Viver Online

We noticed the reappearance of a dataset originating from Viver Online, an Italian e-commerce platform focused on wine sales, which ceased operations sometime after its 2018 data compromise. The dataset, first observed in August 2018, has resurfaced on a prominent cybercrime forum, indicating its continued availability and potential for reuse. What struck us was the relatively small scale of the breach, affecting just over 3,600 unique records, yet the inclusion of password hashes, even if MD5, presents a persistent risk to affected users. The nature of the leak suggests a straightforward database exfiltration rather than a sophisticated supply chain attack, but the implications for credential stuffing remain significant.

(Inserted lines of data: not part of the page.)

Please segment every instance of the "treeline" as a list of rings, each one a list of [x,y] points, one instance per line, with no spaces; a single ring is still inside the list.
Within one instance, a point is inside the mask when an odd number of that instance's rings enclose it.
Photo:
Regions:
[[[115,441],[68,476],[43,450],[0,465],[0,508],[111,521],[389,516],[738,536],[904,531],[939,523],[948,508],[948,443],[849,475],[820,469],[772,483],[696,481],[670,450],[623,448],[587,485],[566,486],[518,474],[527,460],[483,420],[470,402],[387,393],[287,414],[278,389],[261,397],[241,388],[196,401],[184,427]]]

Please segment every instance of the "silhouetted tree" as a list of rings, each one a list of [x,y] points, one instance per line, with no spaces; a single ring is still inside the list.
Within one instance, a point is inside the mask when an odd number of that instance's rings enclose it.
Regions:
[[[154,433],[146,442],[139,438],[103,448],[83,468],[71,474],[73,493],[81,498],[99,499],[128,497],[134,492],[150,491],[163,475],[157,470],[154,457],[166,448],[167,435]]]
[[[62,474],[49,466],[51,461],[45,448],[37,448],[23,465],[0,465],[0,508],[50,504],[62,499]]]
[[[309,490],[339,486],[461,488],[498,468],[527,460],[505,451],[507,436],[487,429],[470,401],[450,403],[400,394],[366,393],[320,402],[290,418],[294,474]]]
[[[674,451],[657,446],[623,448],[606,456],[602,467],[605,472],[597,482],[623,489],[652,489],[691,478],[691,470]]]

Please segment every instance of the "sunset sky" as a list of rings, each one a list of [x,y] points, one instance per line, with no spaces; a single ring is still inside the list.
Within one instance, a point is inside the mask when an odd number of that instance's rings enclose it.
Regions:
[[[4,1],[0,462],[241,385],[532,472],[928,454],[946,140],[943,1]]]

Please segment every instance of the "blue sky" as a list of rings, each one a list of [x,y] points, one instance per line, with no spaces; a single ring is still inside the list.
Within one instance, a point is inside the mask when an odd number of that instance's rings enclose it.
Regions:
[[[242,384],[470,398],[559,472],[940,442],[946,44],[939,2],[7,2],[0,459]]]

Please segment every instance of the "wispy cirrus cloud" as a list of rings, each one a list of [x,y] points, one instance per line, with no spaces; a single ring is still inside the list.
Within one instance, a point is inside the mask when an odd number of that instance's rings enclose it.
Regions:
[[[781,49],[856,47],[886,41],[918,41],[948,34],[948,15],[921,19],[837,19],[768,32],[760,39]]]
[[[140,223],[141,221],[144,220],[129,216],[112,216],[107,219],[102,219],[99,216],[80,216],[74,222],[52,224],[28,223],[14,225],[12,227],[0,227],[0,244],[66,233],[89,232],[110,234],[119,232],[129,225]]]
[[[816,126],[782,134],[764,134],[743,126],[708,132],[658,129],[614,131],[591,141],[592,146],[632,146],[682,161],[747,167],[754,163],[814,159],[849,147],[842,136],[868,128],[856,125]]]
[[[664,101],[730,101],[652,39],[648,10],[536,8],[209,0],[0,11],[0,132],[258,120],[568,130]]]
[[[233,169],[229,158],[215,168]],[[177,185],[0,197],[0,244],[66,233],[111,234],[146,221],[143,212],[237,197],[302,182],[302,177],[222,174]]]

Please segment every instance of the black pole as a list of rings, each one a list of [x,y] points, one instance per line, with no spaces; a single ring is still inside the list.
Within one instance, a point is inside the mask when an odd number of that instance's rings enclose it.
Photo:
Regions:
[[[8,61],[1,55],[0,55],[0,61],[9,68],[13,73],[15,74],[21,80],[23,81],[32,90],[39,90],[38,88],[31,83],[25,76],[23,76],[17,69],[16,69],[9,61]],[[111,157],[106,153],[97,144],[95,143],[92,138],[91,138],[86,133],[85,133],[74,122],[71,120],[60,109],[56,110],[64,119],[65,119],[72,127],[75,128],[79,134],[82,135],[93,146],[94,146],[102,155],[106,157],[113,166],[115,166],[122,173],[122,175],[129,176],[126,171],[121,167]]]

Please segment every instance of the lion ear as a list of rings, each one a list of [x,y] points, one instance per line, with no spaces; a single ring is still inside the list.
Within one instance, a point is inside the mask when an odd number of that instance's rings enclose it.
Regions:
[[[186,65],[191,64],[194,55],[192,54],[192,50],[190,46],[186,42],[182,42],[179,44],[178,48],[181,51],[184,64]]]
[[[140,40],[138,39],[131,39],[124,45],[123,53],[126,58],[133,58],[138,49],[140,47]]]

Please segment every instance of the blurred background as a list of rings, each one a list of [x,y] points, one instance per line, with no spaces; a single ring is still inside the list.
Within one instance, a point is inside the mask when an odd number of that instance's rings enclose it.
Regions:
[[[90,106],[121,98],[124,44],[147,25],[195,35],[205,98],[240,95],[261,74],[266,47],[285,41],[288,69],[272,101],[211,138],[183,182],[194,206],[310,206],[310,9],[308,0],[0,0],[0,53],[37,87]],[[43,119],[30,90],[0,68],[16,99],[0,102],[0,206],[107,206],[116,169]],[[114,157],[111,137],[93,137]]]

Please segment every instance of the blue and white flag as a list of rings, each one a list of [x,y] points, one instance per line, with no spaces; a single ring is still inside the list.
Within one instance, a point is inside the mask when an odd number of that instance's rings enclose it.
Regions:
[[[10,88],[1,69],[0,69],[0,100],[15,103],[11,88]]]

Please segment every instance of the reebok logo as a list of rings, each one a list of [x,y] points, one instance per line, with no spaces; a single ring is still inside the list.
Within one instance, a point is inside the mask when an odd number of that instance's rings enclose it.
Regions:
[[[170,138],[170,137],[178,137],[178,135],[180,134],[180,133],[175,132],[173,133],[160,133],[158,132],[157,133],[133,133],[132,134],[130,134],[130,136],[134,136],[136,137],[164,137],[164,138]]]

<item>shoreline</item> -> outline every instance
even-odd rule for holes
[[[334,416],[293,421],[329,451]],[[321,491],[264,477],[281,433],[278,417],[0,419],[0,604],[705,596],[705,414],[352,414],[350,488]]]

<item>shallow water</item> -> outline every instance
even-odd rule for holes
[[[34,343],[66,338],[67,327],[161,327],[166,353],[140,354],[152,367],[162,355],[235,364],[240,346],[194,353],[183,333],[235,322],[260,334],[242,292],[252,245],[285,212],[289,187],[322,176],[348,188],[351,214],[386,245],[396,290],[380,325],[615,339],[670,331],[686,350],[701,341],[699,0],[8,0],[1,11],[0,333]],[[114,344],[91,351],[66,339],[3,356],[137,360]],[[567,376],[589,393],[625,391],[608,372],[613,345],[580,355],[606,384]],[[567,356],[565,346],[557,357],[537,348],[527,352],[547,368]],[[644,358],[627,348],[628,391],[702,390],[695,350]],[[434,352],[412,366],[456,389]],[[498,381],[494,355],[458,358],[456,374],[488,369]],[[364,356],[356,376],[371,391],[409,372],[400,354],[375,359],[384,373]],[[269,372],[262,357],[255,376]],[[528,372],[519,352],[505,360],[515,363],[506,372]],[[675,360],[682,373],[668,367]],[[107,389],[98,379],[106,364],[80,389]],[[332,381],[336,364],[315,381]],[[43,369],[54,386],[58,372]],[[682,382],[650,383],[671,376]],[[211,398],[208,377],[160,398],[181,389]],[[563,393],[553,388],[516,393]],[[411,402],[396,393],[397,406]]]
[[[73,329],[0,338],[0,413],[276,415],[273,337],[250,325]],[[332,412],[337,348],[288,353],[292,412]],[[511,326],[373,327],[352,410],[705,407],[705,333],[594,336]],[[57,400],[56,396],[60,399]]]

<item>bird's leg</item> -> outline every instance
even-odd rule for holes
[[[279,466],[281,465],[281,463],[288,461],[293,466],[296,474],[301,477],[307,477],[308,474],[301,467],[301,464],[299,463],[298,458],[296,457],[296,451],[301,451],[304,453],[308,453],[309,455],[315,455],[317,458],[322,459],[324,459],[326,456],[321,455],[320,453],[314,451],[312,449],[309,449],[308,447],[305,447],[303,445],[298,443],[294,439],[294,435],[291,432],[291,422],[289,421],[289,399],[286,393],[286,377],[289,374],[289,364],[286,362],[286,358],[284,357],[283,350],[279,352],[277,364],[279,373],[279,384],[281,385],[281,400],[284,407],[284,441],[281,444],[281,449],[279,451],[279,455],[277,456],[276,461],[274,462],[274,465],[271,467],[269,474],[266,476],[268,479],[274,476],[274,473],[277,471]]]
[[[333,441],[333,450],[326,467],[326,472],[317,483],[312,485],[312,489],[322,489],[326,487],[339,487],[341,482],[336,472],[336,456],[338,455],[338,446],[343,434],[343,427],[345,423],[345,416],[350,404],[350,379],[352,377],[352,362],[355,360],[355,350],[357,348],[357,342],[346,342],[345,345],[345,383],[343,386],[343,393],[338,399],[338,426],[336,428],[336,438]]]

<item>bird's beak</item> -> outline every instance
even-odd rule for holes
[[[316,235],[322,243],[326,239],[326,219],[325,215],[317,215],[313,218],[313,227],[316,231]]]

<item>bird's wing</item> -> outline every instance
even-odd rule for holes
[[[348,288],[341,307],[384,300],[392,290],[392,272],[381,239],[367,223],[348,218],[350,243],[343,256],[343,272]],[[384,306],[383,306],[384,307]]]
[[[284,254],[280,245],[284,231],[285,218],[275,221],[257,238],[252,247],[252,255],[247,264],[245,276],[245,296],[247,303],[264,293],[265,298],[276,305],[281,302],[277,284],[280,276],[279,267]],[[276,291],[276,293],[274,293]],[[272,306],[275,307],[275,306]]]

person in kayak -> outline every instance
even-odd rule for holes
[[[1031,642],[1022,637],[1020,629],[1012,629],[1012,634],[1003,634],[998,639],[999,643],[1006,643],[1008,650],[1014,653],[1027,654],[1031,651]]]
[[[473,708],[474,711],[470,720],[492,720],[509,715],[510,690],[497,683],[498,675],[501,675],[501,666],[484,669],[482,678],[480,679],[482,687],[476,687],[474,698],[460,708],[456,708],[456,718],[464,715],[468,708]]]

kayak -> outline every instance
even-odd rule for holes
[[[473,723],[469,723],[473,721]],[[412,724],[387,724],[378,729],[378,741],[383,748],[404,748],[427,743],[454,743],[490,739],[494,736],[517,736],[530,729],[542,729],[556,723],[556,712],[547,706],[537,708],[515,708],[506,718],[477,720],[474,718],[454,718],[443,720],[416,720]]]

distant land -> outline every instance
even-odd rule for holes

The Viver Online breach, discovered on August 26, 2018, involved the unauthorized access and exfiltration of a database containing user credentials. Approximately 3,618 unique records were compromised, with the exposed data types being email addresses and MD5 hashed passwords. The source structure points to a direct database compromise, likely through SQL injection or compromised credentials allowing access to the backend. The data was subsequently disseminated on a popular cybercrime forum, a common practice for monetizing or distributing compromised user information. The primary threat theme here revolves around credential stuffing and identity theft, as attackers can leverage the email-password pairs, even with hashed passwords, to attempt logins on other platforms. The fact that Viver Online is now defunct does not negate the risk; users who reused these credentials on other active services remain vulnerable.

At the time of the breach in August 2018, Viver Online was an active Italian e-commerce platform. There was no significant widespread media coverage of this specific incident, likely due to its relatively limited scope and the platform's eventual closure. However, the reappearance of such datasets on cybercrime forums is a recurring theme in OSINT investigations. Security researchers often track these leaks to identify emerging credential stuffing campaigns or to warn affected organizations and individuals. While direct references to Viver Online in recent news are scarce, the broader context of data breaches from defunct platforms being resold or re-shared is well-documented within the cybersecurity community.